Last time I suggested that the best predictive model we could hope for in terms of the final Premiership standings would have a STDEV of ~9.25 points over the course of a season, because random variation can play a pretty big role over a small sample of games. However, as I’m not entirely sure this method captures the nuance of a 3-1-0 points system (hence why I debated between using 3 points and 2.74 as the multiplier in the last post) then lets I’m going to go about it another way, and see how well the methods agree. This time I’m following Phil’s methodology in this post, whereby the variance is determined as the outcome of actual game results.
So the average team scores 52.075 points a season, or 1.370 points per game, on the back of 14.075 wins, 9.85 draws, and 14.075 defeats. The standard deviation is thus calculated as follows:
STDEV = ((14.075*(3-1.37)^2)+(9.85*(1-1.37)^2)+(14.075*(0-1.37)^2))/(38-1) = 1.76
The variance is then determined by multiplying this number by the number of games (38), and taking the square root, which gives us a value of the random variation of 8.18 points, lower than the 9.25 seen last time. If we take yesterdays number and multiply by 2.74 instead of 3 (i.e., by the number of points actually scored in games as opposed to the number of points for a win) then the number comes out as 8.45, which is markedly closer. I’m still not entirely sure I’ve convinced myself which is the best to use though, so for now I’ll use the two extremes, and say that the amount of random variation is somewhere between 8.18 and 9.25 points over a 38 game season.
What we actually observe (over 12 seasons – 240 team seasons – of data) is that the variation is 16.32, and using the following equation we can determine how much of the variation is random, and how much of it is due to talent.

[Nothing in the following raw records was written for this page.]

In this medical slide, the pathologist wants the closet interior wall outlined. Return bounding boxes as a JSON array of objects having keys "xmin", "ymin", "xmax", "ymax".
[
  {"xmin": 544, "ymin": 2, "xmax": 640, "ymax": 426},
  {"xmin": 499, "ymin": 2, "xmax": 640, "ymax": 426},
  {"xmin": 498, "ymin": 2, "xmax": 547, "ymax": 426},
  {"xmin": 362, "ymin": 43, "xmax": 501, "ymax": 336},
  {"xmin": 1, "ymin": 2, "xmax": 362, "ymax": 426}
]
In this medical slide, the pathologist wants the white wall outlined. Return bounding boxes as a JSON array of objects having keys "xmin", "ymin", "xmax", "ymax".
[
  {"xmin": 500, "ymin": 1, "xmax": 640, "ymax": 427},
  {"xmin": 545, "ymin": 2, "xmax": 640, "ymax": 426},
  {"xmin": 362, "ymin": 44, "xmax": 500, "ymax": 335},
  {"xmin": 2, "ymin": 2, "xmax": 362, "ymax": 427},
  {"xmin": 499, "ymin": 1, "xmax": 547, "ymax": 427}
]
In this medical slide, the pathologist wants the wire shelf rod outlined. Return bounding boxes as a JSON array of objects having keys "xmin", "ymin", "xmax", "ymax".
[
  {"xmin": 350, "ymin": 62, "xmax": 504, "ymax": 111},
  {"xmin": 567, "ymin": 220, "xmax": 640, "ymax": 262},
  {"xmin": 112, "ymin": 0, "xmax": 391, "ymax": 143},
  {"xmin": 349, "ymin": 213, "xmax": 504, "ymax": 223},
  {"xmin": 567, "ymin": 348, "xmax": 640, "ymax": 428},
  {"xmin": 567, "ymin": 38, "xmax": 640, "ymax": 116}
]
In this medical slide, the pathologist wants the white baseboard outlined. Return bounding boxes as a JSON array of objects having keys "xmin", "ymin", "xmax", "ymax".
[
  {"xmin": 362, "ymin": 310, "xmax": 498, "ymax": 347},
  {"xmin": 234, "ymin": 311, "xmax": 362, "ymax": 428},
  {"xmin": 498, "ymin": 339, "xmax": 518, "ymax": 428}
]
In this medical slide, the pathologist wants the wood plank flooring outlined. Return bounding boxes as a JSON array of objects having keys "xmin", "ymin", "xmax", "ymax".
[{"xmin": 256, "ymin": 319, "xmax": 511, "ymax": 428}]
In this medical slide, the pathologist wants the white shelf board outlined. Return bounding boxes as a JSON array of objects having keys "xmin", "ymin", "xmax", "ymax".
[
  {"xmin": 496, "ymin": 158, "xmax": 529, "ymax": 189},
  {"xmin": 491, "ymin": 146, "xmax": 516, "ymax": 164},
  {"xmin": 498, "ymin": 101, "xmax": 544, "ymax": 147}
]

Variation (observed) = Variation (random) + Variation (talent)
So at one end of the scale
Variation (talent) = 16.32^2 – 8.18^2 = 14.12^2
In this scenario 37% of the variation is random, and 63% is talent
And at the other end of the scale
Variation (talent) = 16.32^2 – 9.25^2 = 13.45^2
In this scenario 41% of the variation is random, and 59% is talent
So we have a pretty good agreement – the amount of variation in the points scored by Premiership teams is 37-41% due to random variation, and 59-63% due to the variation in talent in the league. This also suggests we’d expect the spread of talent to be sufficient that, even if there were no random variation we’d expect ~1 team per season to score more than 80 points OR less than 24 based on the variation in talent alone.
In this case the observed variation is 14.13 points, which is markedly smaller than the Premiership. This fits well with the plot I posted when I compared the two leagues, with the middle of the La Liga table historically being significantly more bunched than the Premiership. The lower limit on the amount of random variation in La Liga is 8.22 points, and the upper limit is 9.25 points. Using these numbers we find that the variation in talent is 11.49 and 10.68 points respectively, meaning 42-46% of the observed variation is due to random variation, with the other 54-58% due to the variation in talent.
That home advantage exists probably means these values are a slight underestimation in the proportion due to talent, but I’m confident they’re in the right ballpark. There’s still a solid amount of information to mine from variation so I’ll probably revisit this in the near future. I also want to go back and re-calculate at what point in the season talent overtakes luck as the dominant factor using this method – I figure it’ll be within a few of the 18 proposed last time, but it’s worth checking.